Locating Rights to Education for Ensuring Every Student Succeeds

Authored By 
Eric Chung
Blog contributor 
Policy Fellow
February 23, 2016

Just as 2015 came to a close, the center of gravity for rights to education began moving again, this time back toward the states.

On December 10, 2015, President Obama signed the Every Student Succeeds Act (ESSA) into law, the latest renewal to the Elementary and Secondary Education Act of 1965 (ESEA). The ESEA was last renewed under the No Child Left Behind Act of 2001 (NCLB), a law that had instituted a number of federal accountability measures that states were expected to follow in order to receive federal funding and avoid sanctions. Hailed as a rare bipartisan effort in a widely divided federal government, the ESSA has been applauded on both sides of the political aisle as a step forward from what many have considered a broken system under NCLB. 

The ESSA responds to criticisms of federal overreach, an overemphasis on testing, and ineffectual accountability measures. The law establishes federal educational standards while returning much of the accountability and enforcement to the states. While the ESSA will be widely discussed for its educational standards and accountability, policymakers should not overlook that the law is also one squarely concerning rights to education. Are students entitled to a high quality education? Are students with additional needs, including English language learners and students with disabilities, entitled to resources that will allow them to receive equal educational opportunities?

Even after the bipartisan victory in December, the question of who is responsible for securing rights to education is still the elephant in the room. Ostensibly, the ESSA returns accountability and oversight to the states. At the same time, however, the law does not eschew the recognition that there is a federal responsibility for providing equal and adequate educational opportunities for every student. The purpose of the law is “to provide all children significant opportunity to receive a fair, equitable, and high-quality education, and to close educational achievement gaps.”

Furthermore, as President Obama noted in his signing remarks, “this bill upholds the core value that animated the original ESEA signed by President Lyndon Johnson—the value that says education, the key to economic opportunity, is a civil right. With this bill, we affirm that fundamental American ideal that every child, regardless of race, income background, the zip code where they live, deserves the chance to make out their lives what they will.”

There is inevitably a tension when attempting to ensure that students will be entitled to certain rights regardless of zip code while deferring to each individual state to enforce those rights. While the ESSA moves the center back closer to the states, it stops short of fully addressing the challenging decision about how to structure a workable system of enforcement that protects every student in every school while recognizing battles over control between levels of government.

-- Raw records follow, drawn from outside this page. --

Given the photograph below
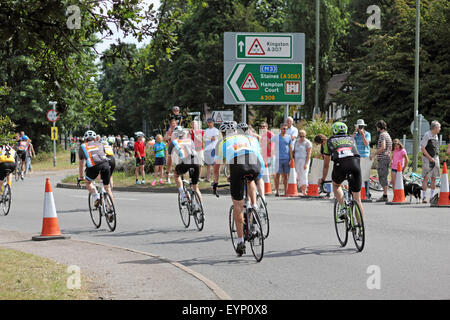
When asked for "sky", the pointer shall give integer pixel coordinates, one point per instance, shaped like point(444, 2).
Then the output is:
point(107, 42)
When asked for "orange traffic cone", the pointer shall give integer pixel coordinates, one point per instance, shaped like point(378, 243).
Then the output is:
point(399, 191)
point(292, 182)
point(50, 226)
point(267, 186)
point(444, 189)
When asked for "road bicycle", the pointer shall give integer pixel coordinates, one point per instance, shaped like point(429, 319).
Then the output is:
point(352, 220)
point(192, 206)
point(252, 229)
point(105, 207)
point(6, 197)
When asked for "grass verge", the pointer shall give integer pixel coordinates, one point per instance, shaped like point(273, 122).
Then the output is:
point(24, 276)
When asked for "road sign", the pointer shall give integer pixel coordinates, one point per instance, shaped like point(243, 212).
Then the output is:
point(222, 116)
point(54, 133)
point(52, 115)
point(264, 46)
point(258, 83)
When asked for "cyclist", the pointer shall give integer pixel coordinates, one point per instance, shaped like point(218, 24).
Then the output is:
point(181, 150)
point(7, 164)
point(341, 148)
point(244, 129)
point(243, 155)
point(93, 154)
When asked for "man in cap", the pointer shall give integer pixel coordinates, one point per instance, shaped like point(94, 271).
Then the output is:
point(362, 139)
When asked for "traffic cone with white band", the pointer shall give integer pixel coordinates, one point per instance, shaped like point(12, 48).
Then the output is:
point(292, 182)
point(444, 189)
point(50, 226)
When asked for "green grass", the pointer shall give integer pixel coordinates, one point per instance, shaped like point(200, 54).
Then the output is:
point(24, 276)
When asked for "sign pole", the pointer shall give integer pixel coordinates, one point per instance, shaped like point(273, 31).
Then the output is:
point(416, 90)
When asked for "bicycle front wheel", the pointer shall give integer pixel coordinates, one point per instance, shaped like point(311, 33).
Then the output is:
point(199, 216)
point(110, 212)
point(6, 199)
point(184, 210)
point(263, 215)
point(359, 233)
point(256, 237)
point(96, 215)
point(340, 225)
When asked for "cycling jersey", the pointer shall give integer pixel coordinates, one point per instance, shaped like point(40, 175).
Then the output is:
point(93, 152)
point(340, 147)
point(237, 145)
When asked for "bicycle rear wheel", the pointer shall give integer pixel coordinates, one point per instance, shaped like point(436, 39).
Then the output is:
point(340, 225)
point(358, 231)
point(96, 215)
point(199, 216)
point(263, 215)
point(184, 210)
point(233, 230)
point(6, 199)
point(256, 237)
point(109, 211)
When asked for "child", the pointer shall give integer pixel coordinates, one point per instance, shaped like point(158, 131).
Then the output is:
point(398, 155)
point(160, 158)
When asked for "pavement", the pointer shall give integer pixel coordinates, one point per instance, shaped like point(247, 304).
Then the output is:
point(107, 267)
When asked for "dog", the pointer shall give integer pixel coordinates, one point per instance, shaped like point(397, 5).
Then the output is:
point(413, 190)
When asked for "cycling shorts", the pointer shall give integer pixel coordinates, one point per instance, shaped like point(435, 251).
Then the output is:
point(112, 163)
point(183, 168)
point(241, 166)
point(21, 154)
point(346, 166)
point(102, 168)
point(6, 168)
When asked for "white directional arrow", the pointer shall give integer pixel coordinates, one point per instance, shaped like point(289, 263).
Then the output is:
point(241, 46)
point(234, 85)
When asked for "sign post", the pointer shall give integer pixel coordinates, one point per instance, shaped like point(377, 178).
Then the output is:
point(53, 116)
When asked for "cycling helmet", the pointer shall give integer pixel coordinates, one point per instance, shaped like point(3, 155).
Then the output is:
point(339, 128)
point(228, 126)
point(243, 126)
point(178, 131)
point(89, 134)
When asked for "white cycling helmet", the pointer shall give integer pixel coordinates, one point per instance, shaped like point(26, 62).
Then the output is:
point(89, 134)
point(178, 132)
point(228, 126)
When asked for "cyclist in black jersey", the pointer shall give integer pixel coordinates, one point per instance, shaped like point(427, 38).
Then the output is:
point(341, 148)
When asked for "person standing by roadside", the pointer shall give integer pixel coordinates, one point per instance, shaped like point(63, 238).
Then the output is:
point(212, 136)
point(362, 139)
point(302, 156)
point(430, 158)
point(283, 145)
point(398, 155)
point(292, 131)
point(383, 154)
point(139, 153)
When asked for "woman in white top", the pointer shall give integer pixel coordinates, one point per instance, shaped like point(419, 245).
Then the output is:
point(302, 156)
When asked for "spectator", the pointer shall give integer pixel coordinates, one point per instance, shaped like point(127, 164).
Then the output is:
point(302, 156)
point(176, 115)
point(283, 143)
point(398, 155)
point(160, 150)
point(139, 153)
point(362, 139)
point(430, 158)
point(212, 136)
point(383, 154)
point(292, 131)
point(29, 154)
point(265, 140)
point(320, 139)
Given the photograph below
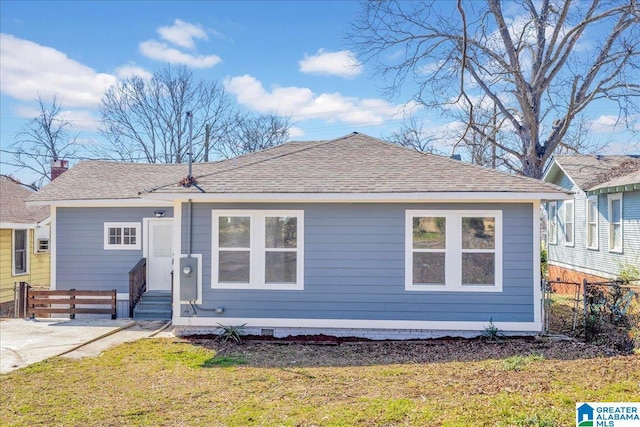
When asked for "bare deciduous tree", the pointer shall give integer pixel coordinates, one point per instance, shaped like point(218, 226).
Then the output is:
point(541, 63)
point(412, 135)
point(147, 120)
point(43, 139)
point(250, 132)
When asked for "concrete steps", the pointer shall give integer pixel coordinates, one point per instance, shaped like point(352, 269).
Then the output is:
point(153, 305)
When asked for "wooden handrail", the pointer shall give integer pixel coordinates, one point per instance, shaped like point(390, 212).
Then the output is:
point(71, 302)
point(137, 283)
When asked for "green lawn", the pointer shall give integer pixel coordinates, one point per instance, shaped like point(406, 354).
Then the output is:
point(172, 382)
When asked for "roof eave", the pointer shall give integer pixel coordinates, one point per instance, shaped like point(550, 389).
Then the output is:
point(552, 172)
point(614, 189)
point(100, 202)
point(467, 197)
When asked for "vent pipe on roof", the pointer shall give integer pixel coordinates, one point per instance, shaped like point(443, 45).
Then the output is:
point(58, 167)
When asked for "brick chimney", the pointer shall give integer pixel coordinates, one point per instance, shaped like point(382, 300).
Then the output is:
point(58, 167)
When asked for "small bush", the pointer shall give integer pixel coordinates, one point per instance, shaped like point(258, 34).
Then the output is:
point(518, 363)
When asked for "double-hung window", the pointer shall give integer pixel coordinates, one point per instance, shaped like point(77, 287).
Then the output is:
point(569, 229)
point(615, 222)
point(20, 252)
point(553, 222)
point(258, 249)
point(592, 222)
point(453, 251)
point(122, 236)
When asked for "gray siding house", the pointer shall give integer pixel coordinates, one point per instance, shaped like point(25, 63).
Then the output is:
point(595, 235)
point(347, 237)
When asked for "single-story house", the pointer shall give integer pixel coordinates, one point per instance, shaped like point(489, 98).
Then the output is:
point(24, 241)
point(348, 237)
point(594, 235)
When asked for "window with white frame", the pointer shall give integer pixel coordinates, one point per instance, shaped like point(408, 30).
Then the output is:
point(615, 222)
point(20, 242)
point(453, 251)
point(122, 236)
point(258, 249)
point(592, 222)
point(552, 221)
point(569, 227)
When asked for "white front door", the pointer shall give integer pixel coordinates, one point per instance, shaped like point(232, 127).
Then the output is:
point(158, 252)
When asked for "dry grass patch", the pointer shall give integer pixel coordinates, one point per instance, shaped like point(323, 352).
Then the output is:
point(173, 382)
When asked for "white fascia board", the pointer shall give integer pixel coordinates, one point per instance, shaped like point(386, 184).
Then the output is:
point(464, 197)
point(45, 221)
point(103, 203)
point(554, 166)
point(18, 225)
point(535, 326)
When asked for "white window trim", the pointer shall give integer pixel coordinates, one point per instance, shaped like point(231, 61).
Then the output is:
point(590, 199)
point(610, 198)
point(453, 253)
point(257, 250)
point(553, 237)
point(13, 252)
point(122, 247)
point(569, 205)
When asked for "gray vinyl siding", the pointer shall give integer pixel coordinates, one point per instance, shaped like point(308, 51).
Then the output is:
point(81, 260)
point(609, 264)
point(354, 268)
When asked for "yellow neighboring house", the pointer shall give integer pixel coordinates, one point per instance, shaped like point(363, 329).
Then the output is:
point(24, 241)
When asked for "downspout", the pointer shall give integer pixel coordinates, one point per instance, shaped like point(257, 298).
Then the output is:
point(189, 228)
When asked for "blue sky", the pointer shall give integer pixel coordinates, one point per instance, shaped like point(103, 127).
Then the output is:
point(284, 56)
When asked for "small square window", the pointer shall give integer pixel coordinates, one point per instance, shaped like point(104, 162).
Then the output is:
point(43, 245)
point(122, 236)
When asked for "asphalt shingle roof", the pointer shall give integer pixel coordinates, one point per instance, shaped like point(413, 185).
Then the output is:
point(12, 204)
point(355, 163)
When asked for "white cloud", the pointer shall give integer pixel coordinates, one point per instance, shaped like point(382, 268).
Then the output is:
point(130, 70)
point(303, 104)
point(295, 132)
point(162, 52)
point(342, 63)
point(182, 34)
point(29, 69)
point(605, 124)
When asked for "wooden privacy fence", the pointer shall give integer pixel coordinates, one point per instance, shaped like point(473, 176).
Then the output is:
point(71, 302)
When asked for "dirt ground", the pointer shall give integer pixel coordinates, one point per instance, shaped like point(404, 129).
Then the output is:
point(328, 351)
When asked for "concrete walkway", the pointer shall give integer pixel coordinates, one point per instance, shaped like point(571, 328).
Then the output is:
point(23, 342)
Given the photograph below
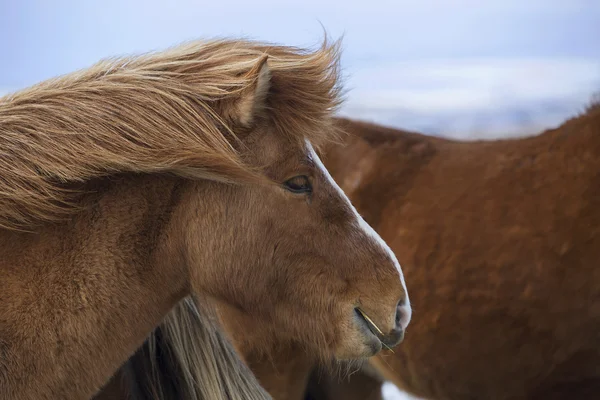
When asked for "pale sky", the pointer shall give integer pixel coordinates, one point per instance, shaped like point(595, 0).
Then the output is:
point(448, 66)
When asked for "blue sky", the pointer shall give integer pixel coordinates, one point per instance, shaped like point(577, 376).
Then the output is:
point(450, 67)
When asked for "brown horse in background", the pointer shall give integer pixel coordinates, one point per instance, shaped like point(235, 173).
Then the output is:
point(132, 185)
point(500, 242)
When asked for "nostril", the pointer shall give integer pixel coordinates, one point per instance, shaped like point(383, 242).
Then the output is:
point(402, 315)
point(398, 317)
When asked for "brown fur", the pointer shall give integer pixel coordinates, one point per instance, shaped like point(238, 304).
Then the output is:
point(500, 243)
point(115, 206)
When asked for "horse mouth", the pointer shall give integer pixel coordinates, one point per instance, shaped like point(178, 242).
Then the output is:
point(371, 330)
point(374, 329)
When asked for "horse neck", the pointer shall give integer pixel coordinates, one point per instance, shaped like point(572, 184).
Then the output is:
point(79, 298)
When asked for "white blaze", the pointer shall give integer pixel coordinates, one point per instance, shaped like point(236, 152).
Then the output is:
point(362, 224)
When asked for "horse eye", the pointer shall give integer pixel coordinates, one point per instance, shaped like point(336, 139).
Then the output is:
point(298, 184)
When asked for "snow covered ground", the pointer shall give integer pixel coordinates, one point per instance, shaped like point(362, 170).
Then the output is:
point(391, 392)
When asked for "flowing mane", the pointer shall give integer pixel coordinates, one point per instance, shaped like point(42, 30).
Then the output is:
point(155, 113)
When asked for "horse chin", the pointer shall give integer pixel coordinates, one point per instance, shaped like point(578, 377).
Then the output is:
point(359, 340)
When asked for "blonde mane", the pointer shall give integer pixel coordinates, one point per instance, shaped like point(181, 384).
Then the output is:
point(164, 112)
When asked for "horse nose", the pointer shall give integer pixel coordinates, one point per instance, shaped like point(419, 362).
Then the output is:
point(403, 315)
point(396, 335)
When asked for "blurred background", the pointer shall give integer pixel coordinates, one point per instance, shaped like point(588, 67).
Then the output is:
point(461, 68)
point(467, 69)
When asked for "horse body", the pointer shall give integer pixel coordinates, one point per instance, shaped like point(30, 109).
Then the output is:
point(134, 184)
point(499, 241)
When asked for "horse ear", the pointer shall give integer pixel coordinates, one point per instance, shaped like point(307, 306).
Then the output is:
point(252, 101)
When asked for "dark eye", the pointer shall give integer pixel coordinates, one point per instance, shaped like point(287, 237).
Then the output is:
point(298, 184)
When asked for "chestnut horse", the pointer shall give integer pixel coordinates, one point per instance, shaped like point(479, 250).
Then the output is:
point(138, 182)
point(501, 241)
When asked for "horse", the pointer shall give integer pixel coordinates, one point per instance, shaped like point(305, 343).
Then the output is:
point(190, 173)
point(499, 242)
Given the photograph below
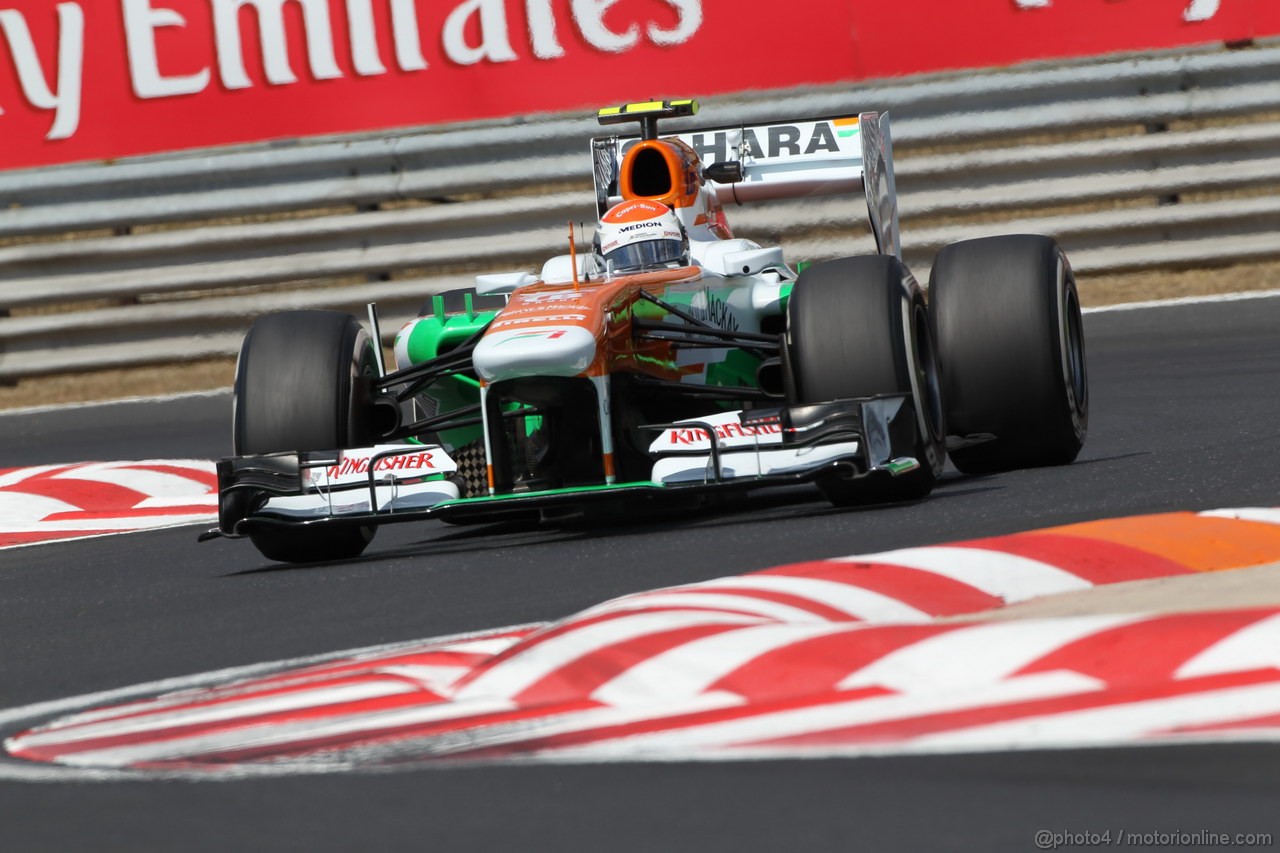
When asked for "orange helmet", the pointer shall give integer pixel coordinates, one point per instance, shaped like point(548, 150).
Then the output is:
point(640, 235)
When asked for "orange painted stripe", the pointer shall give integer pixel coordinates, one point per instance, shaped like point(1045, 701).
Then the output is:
point(1197, 542)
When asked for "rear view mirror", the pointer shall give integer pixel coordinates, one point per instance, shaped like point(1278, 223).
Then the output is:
point(727, 172)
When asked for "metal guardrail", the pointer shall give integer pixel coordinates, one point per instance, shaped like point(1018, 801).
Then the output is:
point(1098, 154)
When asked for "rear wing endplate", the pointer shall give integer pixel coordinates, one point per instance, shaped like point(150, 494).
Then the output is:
point(785, 160)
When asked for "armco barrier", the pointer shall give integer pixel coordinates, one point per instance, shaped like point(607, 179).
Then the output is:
point(1125, 160)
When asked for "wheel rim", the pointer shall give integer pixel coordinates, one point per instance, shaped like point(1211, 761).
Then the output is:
point(1072, 343)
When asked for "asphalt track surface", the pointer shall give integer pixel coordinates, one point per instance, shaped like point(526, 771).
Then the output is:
point(1185, 415)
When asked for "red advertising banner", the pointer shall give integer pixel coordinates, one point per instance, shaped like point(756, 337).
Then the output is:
point(91, 80)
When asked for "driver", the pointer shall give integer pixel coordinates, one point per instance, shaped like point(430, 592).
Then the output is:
point(639, 236)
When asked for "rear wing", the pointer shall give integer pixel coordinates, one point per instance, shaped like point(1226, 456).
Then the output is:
point(785, 160)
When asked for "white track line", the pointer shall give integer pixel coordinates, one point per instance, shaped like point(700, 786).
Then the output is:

The tension is not a new one, and the ESSA should be included as the latest development in the history of a moving center of gravity for rights to education over the last 60 years. In 1954, the U.S. Supreme Court held in Brown v. Board of Education and in subsequent desegregation cases that every student is entitled to attend desegregated schools under the Fourteenth Amendment’s Equal Protection Clause in the U.S. Constitution. On similar grounds, the Court held in Plyler v. Doe (1982) that public primary and secondary education where available must be made available to all students. Meanwhile, the Civil Rights Act of 1964 extended federal protections against discrimination on the basis of race, color, national origin, and religion in public schools, and additional statutes including Title IX of the Education Amendments of 1972, the Equal Educational Opportunities Act of 1974, and the Individuals with Disabilities Education Act of 1990 affirmed and extended those protections to more groups of students. Today, these statutes are enforced by the U.S. Departments of Education and Justice.

During the same time period, the Court emphasized in San Antonio Independent School District v. Rodríguez (1973) that it is state and local governments that control education policymaking and in effect held that the right to education is not fundamental under the U.S. Constitution. Following the decision, lawsuits for educational equity and adequacy have widely moved to state courts under state constitutions with varying levels of success. And programs like under the NCLB, which had established federal standards with federal accountability measures to withhold funding from noncompliant states, have majorly deferred to the states. For years, the Bush and Obama Administrations have granted waivers for states to develop their own plans and avoid sanctions for noncompliance.

Together, these developments—along with many others that could be named—show the complexity of education policy that has refused a binary of state or federal-only control. The ESSA provides a short-term answer by suggesting greater state control, but it punts the question of how to fully protect what this country has recognized are rights that every student has to access adequate and equal educational opportunities. It gives a default to where we should turn first when educational standards are not being met, but it does not tell us where the lines are ultimately drawn when a student receives a failing education.

The debate continues. The ESSA should not by any measure be seen as its conclusion. Recognizing a system that truly works to protect the various rights to education must involve an honest, public discussion about what precisely are our federal rights to education and which institutions are in the most optimal positions to protect them. Everywhere around the country there is agreement that all students are entitled to adequate and equal educational opportunities, but we must continue asking the difficult question of how we ensure that education.

Eric Chung is currently a J.D. student at Yale Law School and a ISPS Graduate Policy Fellow. His research focuses on the intersections between law and comparative social policy, including in the fields of education, health, and welfare.